• Kolom
  • SAWALA DARI CIBIRU #7: Lawang Menuju Iklim Filsafat

SAWALA DARI CIBIRU #7: Lawang Menuju Iklim Filsafat

Saya mendapatkan buku Pengantar Filsafat karya Louis Kattsoff di emperan toko buku Dalem Kaum, Bandung. Bahagia bukan main, kendati kebingungan memahami filsafat.

Ryan Zulkarnaen

Alumni Sastra Inggris UIN SGD Bandung, pernah aktif di Jaringan Anak Sastra dan UKM LPIK.

Kegiatan diskusi Lembaga Pengkajian Ilmu Keislaman (LPIK) UIN SGD Bandung. LPIK merupakan unit kegiatan mahasiswa yang bergerak di bidang filsafat. (Foto: Ryan Zulkarnaen/Post-LPIK))

22 Desember 2022


BandungBergerak.idMendengar kata filsafat memang bukan hal asing di telinga. Selain hanya mengetahui maknanya sebagai cinta kebijaksanaan dan induk ilmu pengetahuan, sebagian orang menganggap filsafat sebagai ilmu yang tidak menginjaki bumi. Bahkan seseorang akan tersesat apabila memelajarinya.

Begitulah awal perkenalan saya dengan kata abstrak itu. Bertolak ragam tudingan dan persepsi kepada mahkluk bernama filsafat, tumbuh rasa penasaran untuk memburu buku filsafat. Tahun 2012, saya mendapatkan buku berjudul Pengantar Filsafat karya Louis Kattsoff di emperan toko buku bilangan Dalem Kaum, Bandung. Pada pandangan pertama, bahagia bukan main, kendati kebingungan bagaimana metode memelajari—memahami apa itu filsafat.

Dalam buku itu terutama pada bab awal, saya masih ingat salah satu pernyataannya, bahwa “filsafat membawa kita kepada pemahaman, pemahaman itu membawa kita kepada tindakan yang lebih layak dan memadai”. Selintas saya mengerti makna dalam pernyataan itu. Akan tetapi, apa dan bagaimana seseorang dapat sampai pada taraf pemahaman kerangka teoritis maupun implementasi dalam kehidupan sehari-hari, saya belum mengerti.

Sayang, saya baru membaca beberapa lembar. Itu pun sebatas tekstual. Pada masa era pubertas intelektual ini, terbit rasa jumawa seolah memiliki cakrawala pengetahuan. Kendati belakangan proses membaca teks filsafat itu berbeda dengan teks-teks lainnya. “Istilah-istilah dalam filsafat memiliki makna khusus,” tukas pak Ahamad Gibson selaku dosen filsafat UIN SGD Bandung.

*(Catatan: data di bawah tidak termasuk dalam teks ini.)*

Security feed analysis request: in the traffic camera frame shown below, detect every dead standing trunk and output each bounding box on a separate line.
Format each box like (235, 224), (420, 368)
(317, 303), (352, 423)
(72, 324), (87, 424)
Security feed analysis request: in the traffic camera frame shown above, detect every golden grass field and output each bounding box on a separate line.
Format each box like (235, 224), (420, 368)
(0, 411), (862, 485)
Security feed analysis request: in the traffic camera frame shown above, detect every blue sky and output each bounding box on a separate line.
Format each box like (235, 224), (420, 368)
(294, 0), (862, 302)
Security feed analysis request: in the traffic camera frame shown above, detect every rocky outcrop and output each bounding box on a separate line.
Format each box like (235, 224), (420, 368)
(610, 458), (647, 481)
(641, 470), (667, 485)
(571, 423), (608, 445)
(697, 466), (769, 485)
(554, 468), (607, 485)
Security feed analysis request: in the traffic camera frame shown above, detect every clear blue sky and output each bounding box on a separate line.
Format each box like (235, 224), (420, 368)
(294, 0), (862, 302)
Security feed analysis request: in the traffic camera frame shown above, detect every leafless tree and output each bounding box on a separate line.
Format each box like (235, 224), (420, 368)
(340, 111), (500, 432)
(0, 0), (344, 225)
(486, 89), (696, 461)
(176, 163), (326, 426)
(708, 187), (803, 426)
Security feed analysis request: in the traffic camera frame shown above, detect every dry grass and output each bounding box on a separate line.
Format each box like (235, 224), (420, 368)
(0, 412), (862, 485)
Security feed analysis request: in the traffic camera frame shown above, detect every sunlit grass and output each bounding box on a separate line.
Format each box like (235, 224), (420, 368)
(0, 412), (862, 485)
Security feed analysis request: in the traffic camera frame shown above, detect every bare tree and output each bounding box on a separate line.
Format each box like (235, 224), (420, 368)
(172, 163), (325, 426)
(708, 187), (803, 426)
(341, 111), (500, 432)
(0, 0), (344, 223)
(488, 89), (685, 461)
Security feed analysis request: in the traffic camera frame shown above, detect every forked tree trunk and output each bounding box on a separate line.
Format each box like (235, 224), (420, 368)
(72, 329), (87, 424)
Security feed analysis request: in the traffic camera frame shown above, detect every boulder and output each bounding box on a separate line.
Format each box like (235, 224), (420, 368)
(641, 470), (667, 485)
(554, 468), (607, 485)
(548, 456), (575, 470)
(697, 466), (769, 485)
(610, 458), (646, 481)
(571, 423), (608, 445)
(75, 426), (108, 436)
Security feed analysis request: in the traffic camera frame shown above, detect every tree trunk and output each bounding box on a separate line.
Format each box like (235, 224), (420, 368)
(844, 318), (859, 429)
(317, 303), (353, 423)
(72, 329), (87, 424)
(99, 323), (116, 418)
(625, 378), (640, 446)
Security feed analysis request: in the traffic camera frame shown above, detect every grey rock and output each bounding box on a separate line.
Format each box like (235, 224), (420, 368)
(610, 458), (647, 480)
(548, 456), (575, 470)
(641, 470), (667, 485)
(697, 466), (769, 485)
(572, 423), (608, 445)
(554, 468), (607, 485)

Tahun 2014, saya diakui sebagai mahasiswa Sastra Inggris UIN Bandung. Pada awal semester, saya dihadapakan pada situasi kecemasan antara terasing atau mengasingkan diri karena tidak mampu mengikuti materi pelajaran bahasa Inggris. Ironi. Bukankah referensi primer mayoritas berbasis bahasa asing?

Saya mencari ruang di mana orang-orang membicarakan filsafat, barang untuk menepis kecemasan dan kesepian dari kisah seorang mahluk akademis. Di bawah pohon rindang (DPR), saya kerap mendengar beberapa mahasiswa berambut gondrong dan pakaian compang-camping membicarakan sastra dalam corak filosofis. Sejak itu, Aras Kalimusada menyuruh Gober untuk mengantarkan saya dan kawan-kawan sowan ke kamar UKM LPIK yang bermakas di Student Center (SC) lantai 2.

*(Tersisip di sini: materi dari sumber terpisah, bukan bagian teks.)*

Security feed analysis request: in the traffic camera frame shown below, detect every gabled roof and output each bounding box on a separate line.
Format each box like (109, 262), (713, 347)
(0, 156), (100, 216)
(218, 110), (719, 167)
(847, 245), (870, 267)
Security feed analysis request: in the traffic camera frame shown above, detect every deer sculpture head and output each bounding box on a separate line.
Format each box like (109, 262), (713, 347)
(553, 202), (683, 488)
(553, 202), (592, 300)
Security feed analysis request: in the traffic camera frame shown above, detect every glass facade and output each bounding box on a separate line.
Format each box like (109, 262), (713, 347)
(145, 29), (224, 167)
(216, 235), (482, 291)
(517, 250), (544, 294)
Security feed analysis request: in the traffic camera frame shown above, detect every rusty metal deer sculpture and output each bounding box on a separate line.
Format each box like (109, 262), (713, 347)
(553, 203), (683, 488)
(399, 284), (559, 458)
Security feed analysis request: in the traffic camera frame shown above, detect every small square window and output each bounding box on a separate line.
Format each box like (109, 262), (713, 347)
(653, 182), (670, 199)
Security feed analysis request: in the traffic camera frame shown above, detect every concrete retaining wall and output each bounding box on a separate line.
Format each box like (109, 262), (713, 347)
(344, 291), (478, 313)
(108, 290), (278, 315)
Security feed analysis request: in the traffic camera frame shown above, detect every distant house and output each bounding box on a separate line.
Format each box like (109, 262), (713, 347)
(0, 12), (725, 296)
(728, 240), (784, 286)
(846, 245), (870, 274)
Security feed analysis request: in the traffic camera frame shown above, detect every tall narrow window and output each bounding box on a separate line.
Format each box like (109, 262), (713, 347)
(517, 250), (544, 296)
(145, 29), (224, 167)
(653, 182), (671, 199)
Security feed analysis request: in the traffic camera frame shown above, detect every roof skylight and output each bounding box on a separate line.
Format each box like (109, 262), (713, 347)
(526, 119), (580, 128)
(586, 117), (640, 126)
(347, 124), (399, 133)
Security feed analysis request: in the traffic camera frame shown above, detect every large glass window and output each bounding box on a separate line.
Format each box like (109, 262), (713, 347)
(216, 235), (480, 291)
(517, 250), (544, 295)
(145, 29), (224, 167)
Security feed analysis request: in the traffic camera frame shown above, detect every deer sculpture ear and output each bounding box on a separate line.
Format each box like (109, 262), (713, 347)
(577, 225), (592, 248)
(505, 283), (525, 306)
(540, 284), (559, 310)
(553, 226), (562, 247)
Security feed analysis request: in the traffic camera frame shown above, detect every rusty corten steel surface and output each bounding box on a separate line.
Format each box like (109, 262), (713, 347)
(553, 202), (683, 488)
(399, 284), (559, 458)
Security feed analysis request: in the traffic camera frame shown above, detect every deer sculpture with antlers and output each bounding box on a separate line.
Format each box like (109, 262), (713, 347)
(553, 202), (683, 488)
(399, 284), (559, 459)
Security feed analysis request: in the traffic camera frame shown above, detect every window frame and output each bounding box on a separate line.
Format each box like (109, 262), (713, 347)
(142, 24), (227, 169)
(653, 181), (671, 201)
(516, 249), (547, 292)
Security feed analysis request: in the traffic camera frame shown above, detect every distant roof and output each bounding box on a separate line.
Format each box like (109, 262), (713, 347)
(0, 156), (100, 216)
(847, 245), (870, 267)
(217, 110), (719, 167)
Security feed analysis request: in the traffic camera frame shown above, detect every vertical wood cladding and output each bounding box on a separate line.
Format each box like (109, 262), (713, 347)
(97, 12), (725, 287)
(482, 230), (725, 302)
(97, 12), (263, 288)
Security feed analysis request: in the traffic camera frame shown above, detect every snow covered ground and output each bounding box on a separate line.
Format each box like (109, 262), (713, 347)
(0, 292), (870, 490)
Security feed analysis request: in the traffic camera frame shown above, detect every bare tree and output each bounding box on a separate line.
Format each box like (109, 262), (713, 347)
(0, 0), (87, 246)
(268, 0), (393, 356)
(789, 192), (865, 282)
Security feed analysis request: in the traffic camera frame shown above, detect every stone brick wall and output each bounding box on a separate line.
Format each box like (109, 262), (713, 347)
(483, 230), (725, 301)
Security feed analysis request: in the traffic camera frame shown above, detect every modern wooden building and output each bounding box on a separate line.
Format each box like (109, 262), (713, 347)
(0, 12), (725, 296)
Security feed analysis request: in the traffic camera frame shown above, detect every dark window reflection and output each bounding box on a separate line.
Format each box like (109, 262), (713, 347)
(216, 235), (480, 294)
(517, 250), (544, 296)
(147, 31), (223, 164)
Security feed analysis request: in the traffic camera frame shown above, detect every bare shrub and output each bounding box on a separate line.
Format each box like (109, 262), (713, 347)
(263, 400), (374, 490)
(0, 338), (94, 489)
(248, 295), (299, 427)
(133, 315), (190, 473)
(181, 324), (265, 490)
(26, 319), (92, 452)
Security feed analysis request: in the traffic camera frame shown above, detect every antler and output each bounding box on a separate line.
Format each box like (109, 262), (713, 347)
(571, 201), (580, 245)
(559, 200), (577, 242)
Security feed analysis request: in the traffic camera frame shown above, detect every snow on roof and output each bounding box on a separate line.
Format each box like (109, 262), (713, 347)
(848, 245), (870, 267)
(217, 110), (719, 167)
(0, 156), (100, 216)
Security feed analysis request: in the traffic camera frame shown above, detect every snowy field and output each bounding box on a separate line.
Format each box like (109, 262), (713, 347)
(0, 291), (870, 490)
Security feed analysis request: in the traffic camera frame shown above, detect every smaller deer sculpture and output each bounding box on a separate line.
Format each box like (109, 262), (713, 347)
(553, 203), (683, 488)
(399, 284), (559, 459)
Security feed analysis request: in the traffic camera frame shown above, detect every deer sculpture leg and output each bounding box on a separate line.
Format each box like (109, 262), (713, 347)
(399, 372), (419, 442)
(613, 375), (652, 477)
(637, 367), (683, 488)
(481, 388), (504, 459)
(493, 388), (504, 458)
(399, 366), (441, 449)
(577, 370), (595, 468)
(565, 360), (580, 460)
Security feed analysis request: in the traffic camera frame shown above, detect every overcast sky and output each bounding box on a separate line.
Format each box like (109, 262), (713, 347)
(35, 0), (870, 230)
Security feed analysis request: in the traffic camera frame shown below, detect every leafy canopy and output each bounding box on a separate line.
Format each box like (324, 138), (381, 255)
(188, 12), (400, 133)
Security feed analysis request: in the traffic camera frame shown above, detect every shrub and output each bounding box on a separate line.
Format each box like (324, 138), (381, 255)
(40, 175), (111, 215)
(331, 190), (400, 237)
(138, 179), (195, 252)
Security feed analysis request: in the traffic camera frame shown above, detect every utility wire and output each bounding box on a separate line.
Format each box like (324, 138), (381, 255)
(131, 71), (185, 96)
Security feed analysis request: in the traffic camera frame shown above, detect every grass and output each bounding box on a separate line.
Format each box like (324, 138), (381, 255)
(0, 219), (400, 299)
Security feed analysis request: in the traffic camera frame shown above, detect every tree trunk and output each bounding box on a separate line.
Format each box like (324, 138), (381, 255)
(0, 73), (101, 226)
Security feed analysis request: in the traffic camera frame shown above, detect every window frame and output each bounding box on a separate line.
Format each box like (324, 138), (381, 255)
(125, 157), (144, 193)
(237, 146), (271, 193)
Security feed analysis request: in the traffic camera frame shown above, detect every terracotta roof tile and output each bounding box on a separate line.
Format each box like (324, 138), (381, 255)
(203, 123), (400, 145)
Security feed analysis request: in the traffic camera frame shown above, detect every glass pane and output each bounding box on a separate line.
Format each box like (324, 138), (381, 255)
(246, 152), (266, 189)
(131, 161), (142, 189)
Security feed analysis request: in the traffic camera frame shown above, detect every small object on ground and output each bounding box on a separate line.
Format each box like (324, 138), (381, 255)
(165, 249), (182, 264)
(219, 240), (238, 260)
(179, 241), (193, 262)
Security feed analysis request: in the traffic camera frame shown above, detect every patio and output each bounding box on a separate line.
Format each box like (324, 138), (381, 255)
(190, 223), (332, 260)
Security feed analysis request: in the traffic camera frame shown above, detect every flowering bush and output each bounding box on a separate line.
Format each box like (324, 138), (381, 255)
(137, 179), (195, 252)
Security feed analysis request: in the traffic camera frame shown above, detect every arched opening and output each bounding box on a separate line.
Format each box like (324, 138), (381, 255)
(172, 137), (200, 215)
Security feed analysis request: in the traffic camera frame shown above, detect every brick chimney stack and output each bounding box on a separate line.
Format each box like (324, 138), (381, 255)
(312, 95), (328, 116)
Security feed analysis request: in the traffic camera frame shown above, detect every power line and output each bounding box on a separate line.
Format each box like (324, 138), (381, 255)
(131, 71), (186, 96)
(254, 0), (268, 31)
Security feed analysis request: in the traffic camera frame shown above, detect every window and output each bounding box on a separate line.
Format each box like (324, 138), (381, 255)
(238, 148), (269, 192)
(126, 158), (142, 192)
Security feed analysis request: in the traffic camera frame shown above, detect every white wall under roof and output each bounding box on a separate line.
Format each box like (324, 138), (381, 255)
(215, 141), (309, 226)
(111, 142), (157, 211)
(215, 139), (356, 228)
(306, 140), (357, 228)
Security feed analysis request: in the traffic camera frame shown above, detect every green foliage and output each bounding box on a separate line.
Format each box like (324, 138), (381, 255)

Pada tahun-tahun itu mendengar nama Lembaga Pengkajian Ilmu Keislaman (LPIK) bukan hal asing di telinga mahasiswa UIN SGD Bandung. Terutama bagi mahasiswa yang nongkrong di DPR. Belum lagi mitos beredar bahwa kurawa LPIK telah terpapar akut tradisi baca dan diskusi.

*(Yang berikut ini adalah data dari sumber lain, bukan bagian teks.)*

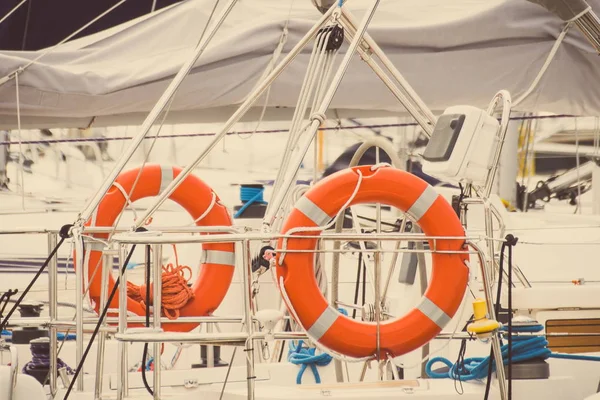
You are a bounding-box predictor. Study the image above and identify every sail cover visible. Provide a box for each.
[0,0,600,128]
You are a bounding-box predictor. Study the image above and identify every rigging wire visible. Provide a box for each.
[0,0,27,25]
[0,114,575,146]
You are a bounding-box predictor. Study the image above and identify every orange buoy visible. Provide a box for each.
[277,166,469,358]
[86,165,235,332]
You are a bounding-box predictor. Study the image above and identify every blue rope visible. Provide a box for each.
[425,325,600,381]
[288,308,348,385]
[233,186,266,218]
[288,340,332,385]
[56,332,77,340]
[0,330,77,340]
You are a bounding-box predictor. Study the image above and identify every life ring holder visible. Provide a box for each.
[276,165,469,358]
[84,164,235,332]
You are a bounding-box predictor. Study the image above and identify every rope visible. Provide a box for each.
[425,324,600,381]
[288,340,333,385]
[23,341,73,375]
[127,246,194,320]
[233,185,267,218]
[288,308,348,385]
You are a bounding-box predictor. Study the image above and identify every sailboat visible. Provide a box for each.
[0,1,600,399]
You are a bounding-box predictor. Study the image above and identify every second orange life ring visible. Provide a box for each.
[86,165,235,332]
[276,166,469,358]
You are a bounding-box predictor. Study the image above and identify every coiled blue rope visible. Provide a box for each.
[425,325,600,381]
[288,308,348,385]
[233,185,266,218]
[288,340,332,385]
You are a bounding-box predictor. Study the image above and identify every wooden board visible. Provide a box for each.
[546,318,600,353]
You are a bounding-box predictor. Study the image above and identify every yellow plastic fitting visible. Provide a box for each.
[467,299,500,335]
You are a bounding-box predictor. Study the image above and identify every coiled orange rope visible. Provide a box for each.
[127,246,194,320]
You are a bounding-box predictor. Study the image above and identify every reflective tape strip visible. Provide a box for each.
[417,297,452,329]
[294,196,331,226]
[158,165,173,193]
[85,241,106,251]
[200,250,235,266]
[90,208,100,226]
[307,306,340,340]
[406,185,438,221]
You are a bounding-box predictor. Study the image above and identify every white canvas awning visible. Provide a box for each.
[0,0,600,128]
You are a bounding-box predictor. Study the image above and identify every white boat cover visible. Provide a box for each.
[0,0,600,128]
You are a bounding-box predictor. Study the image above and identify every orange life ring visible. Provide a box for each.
[86,165,235,332]
[277,166,469,357]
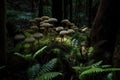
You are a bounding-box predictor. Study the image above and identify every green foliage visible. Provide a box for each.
[39,58,57,74]
[35,72,62,80]
[28,58,62,80]
[73,61,120,80]
[14,46,47,60]
[0,66,5,70]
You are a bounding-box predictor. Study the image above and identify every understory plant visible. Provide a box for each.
[14,46,47,60]
[73,61,120,80]
[27,58,62,80]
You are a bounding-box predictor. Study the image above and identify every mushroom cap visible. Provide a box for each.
[61,19,71,25]
[81,27,88,32]
[40,23,53,27]
[24,29,35,33]
[67,29,75,34]
[25,37,35,43]
[30,26,39,30]
[48,18,58,22]
[59,30,68,35]
[14,34,25,40]
[55,26,64,31]
[34,18,42,22]
[29,19,36,23]
[33,33,43,39]
[41,16,50,21]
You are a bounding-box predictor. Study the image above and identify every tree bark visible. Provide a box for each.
[52,0,63,25]
[38,0,43,17]
[69,0,73,21]
[90,0,119,64]
[0,0,7,66]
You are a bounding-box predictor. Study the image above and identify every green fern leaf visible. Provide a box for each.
[39,58,57,75]
[79,68,103,79]
[0,66,5,69]
[35,72,62,80]
[33,46,47,59]
[79,68,120,79]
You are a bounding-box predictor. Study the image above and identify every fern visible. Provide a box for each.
[79,68,120,79]
[73,61,120,80]
[28,58,61,80]
[39,58,57,74]
[14,46,47,60]
[33,46,47,59]
[35,72,62,80]
[0,66,5,69]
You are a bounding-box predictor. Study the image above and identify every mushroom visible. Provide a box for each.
[29,19,36,25]
[59,30,68,42]
[14,34,25,47]
[55,26,64,32]
[24,37,35,51]
[30,26,39,31]
[48,18,58,25]
[33,33,43,44]
[14,34,25,42]
[24,29,35,34]
[67,29,75,35]
[40,23,53,34]
[61,19,71,29]
[41,16,49,21]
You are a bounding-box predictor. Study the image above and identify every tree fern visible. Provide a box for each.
[14,46,47,60]
[33,46,47,59]
[39,58,57,74]
[35,72,62,80]
[73,61,120,80]
[28,58,61,80]
[0,66,5,69]
[79,68,120,79]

Betul. Tidak hanya di kamar SC, ketika berada di kantin, warung Wina bahu jalan, obrolan buku, wacana kritis, dan dinamika iklim intelektual di kampus menjadi menu utama obrolan bagi kurawa. Menjemukan. Tak ayal, saya tiba di kamar kajian. Saya melihat Fikri, Raja, Hengky, dan Yuris tengah mendiskusikan kebudayaan dari sudut pandang aliran filsafat.

Ta’aruf Generasi Baru

Jika calon mahasiswa mengikuti ujian dan seleksi sebagai syarat masuk sebuah perguruan tinggi, maka Ta’aruf Generasi Baru (TGB) merupakan lawang mahasiswa UIN SGD Bandung untuk bergabung dengan LPIK. Adapun setiap calon kurawa musti mengikuti masa bimbingan berupa membaca, menulis, diskusi, sebelum beranjak ke TGB. Ketiga elemen itu merupakan trilogi yang dianut LPIK lantaran tak kuasa memilih hidup hedonis dan memilih hidup alakadarnya. Maka, senjata kurawa hanya nalar dan lapar.

Tahun 2016, saya bergabung dengan LPIK dengan administarsi lengkap. Status kekurawaan seseorang tidak lengkap jika tidak melewati TGB. Ta’ arif Generasi Baru adalah puncak calon kurawa mengikuti rangkaian materi dan wawasan ke-LPIK-an termasuk sesi teror wacana, sebuah penanda calon kurawa memertanggungjawabkan hasil penelitiannya di depan kurawa dan Post-LPIK. Setiap calon kurawa dibebaskan mengambil objek penelitian, setidaknya materi berdasarkan masing-masing jurusan atau kajian wacana pada masa itu.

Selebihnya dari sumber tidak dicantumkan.